上の図は得点シーンの直前からを表したものです。メッシがカットインで相手をかわし、スアレスとのパス交換でゴールしました。

では次に、この少し前のシーンを図にしたのでご覧ください。

ゴールシーンの少し前

レマルの不用意なクロスをS・ロベルトがクリアし、それを拾ったフレンキーからメッシにボールが渡りました。その段階で、4対4の状況です。ここからバルサの4人は、先の図で書いたゴール前中央のスペースを“メッシが使うため”にランニングします。

自陣ペナルティエリア内から猛ダッシュしてきたS・ロベルトは、右奥のスペースに走って相手左CBを引きつける
左のグリーズマンは、ゴール前のスペースに走って相手右CBの重心を後ろに下げる
スアレスは、この時点でメッシとのワンツーまでを予測し、中央に構える

そして、メッシはこの3人の意図した通り、カットインで中央にボールを運んでワンツーからシュート。簡単に決めてしまいました。

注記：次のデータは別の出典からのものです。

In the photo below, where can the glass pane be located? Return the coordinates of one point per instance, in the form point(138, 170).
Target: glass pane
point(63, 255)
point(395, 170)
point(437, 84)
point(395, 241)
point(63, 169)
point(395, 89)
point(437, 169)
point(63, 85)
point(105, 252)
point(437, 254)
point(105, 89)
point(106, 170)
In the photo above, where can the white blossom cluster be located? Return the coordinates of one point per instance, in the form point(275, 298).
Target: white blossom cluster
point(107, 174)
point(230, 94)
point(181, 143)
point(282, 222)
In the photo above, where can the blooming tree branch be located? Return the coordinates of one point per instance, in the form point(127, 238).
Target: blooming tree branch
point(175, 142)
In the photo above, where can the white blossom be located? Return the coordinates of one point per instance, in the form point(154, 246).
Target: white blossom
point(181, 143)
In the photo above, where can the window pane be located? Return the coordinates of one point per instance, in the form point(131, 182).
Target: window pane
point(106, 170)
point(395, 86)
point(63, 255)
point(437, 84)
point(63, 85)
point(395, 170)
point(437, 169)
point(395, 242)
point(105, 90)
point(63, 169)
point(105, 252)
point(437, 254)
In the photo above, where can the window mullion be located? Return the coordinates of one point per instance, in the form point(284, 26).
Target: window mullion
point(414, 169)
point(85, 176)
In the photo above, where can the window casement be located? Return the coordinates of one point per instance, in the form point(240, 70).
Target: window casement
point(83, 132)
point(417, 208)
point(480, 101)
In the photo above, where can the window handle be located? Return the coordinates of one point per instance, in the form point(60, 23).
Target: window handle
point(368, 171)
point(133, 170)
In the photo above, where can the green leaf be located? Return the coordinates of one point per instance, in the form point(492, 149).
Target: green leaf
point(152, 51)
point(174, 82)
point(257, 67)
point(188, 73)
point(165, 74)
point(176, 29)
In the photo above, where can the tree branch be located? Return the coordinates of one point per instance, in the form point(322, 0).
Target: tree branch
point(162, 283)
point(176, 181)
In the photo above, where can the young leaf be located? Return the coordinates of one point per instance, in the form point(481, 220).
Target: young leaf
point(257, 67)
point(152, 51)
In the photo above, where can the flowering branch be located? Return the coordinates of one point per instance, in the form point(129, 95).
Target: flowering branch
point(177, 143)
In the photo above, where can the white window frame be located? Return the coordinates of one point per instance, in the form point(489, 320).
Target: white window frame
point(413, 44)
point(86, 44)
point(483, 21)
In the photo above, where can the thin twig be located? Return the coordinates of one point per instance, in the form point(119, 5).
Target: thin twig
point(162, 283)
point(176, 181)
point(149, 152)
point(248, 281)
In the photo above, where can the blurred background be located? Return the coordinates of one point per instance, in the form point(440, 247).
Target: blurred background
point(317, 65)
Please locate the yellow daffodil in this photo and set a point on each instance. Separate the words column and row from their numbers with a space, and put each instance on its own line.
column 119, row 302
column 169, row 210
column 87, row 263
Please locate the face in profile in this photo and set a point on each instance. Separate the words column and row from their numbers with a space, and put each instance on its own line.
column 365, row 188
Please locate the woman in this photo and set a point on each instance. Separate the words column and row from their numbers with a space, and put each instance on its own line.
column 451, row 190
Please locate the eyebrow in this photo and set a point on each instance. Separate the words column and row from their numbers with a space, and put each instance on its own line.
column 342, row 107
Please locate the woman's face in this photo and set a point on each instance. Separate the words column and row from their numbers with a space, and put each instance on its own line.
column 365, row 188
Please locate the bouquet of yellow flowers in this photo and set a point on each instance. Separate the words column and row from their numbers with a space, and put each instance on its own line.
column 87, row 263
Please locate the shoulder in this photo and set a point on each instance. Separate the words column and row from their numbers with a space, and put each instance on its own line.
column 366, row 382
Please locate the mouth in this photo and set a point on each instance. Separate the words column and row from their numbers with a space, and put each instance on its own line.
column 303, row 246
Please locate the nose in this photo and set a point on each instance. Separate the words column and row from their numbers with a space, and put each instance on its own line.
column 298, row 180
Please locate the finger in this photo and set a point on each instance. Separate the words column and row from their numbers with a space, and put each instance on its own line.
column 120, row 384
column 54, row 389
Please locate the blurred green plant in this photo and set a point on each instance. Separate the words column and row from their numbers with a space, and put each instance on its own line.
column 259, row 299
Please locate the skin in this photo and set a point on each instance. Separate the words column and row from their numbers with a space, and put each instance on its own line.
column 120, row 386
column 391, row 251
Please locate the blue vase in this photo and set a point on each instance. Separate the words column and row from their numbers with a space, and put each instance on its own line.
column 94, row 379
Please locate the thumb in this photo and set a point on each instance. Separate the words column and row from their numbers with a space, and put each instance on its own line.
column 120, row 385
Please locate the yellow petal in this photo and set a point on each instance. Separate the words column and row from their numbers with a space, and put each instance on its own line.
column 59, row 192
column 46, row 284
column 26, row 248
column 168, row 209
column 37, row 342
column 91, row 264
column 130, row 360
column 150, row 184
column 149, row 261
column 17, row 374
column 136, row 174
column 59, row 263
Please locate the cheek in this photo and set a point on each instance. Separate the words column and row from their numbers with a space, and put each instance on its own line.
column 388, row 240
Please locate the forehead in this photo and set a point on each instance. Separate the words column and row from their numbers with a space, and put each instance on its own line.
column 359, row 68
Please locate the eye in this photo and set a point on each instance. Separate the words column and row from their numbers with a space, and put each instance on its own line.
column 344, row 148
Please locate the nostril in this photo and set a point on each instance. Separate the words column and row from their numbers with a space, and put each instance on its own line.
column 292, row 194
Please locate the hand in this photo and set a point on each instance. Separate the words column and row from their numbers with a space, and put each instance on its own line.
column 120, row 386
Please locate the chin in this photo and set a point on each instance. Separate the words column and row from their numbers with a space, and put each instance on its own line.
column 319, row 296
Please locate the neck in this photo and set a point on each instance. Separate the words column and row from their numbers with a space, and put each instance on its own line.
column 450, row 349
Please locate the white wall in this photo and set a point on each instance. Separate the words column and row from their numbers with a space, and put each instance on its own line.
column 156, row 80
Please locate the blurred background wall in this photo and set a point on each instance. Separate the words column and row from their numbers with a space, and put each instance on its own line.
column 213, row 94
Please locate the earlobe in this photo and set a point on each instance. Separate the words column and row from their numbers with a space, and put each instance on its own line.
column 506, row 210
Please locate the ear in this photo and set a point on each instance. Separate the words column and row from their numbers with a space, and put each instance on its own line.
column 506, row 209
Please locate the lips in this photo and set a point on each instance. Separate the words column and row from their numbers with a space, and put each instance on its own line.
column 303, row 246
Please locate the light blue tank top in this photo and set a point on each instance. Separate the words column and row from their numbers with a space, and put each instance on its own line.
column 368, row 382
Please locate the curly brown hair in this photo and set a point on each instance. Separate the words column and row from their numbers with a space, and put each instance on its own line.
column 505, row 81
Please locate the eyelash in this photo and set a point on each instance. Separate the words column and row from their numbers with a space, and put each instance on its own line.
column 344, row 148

文字に書いて解説しているだけでも楽しい、ビューティフルゴールでした。

【アトレティコ】攻撃の狙い

負けてしまったアトレティコについても少しだけ。いつも通り、シメオネのチームは明確な狙いを持って挑んできました。攻撃面について解説します。

アトレティコの攻撃の狙い

これも5レーンでやってみます。

アトレティコの攻撃は、両サイドバックがタッチライン際まで大きく開き、サイドハーフがハーフスペースにポジションを取るところからスタートしました。

外に開いたSBから、斜めに流れたサイドハーフ、もしくはFWを走らせて相手CBを引きつけて、最後は中央で仕留めるという形です。

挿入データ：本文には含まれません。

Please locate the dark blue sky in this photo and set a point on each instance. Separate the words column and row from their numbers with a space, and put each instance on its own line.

この試合でも、主に右サイド(バルサの左)からチャンスを作っていました。

ゴディン、グリーズマン、フェリペ・ルイス、フアンフランらが抜けて、新しくなったアトレティコ。今シーズンここまで苦しんでいます。

正直、わたし的には完全に別チームになったという印象です。もちろん、めちゃくちゃ走って闘うシメオネスタイルは健在でしょうが、長期政権の影響か、ジエゴ・コスタ不在の影響か、迫力不足になったのは否めないと感じます。

J・フェリックスは素晴らしい選手ですが、まだ20歳になったばかり。グリーズマンレベルの働きをいきなり求めるのはかわいそうです。

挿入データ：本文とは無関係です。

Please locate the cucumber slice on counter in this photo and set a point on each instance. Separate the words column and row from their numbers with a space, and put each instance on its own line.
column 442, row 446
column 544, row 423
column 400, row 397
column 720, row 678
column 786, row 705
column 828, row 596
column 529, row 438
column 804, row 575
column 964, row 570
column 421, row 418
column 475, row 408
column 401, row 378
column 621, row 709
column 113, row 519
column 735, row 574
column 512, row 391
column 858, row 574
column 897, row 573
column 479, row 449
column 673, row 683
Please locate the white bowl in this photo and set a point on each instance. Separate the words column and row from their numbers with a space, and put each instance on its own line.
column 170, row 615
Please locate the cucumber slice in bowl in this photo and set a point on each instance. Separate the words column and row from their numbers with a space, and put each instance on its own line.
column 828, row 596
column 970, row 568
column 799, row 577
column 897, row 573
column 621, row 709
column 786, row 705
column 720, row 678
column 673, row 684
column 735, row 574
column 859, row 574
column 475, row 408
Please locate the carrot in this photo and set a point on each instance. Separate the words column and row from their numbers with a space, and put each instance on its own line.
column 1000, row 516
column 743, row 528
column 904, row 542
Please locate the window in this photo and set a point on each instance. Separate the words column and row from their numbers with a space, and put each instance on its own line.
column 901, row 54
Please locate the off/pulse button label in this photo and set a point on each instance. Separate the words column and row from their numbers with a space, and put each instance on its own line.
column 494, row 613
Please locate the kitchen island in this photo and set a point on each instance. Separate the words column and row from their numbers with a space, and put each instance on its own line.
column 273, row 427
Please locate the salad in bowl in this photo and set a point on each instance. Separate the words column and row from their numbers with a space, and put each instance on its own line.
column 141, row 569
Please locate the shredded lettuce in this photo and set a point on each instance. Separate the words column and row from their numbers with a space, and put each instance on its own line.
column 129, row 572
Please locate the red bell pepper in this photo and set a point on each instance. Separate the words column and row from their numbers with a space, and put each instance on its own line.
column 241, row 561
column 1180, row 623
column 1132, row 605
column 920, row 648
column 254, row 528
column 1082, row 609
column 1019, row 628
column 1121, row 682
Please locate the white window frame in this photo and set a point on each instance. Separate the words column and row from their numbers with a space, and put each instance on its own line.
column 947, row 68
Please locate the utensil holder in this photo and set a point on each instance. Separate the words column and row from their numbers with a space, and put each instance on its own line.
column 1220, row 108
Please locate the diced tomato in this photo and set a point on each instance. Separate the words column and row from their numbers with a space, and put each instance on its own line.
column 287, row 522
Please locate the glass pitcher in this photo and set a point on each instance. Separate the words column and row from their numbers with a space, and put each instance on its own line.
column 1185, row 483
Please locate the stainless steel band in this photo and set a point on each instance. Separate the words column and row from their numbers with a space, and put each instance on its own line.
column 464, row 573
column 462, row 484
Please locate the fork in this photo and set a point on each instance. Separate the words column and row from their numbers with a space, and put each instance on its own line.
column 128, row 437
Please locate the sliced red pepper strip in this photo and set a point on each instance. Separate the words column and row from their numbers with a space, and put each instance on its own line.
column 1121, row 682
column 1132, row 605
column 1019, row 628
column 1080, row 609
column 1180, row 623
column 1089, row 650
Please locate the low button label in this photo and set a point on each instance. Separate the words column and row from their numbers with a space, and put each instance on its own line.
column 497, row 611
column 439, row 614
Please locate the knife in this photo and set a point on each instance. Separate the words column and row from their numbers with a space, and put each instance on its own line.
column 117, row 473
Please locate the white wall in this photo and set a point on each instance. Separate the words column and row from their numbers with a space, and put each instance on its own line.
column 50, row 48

転換期に入って初年度の前半戦なので、まだ長い目で見守る必要はあるでしょうが、CL決勝トーナメント進出、そしてリーガの首位争いにも残れるか。正念場でしょう。

バルサもメッシ引退(退団)となると、これ以上の難しさが待ち受けています。他人事ではありません。

今季ここまで、アトレティコはほとんど追えていなかったので、これからは出来る限り見ていきたいと思います。

★最後に

長くなってしまいました。それだけ見応えのある試合だったということです。単純に面白いゲームでした。

メッシの状態とともに、少し上昇気流に乗ってきたバルサ。このままクラシコに向けて調子を上げていってほしいところです。

*メッシ、6度目のバロンドール受賞おめでとう!! リアルタイムであなたの活躍を見続けられていること、とても嬉しく思います。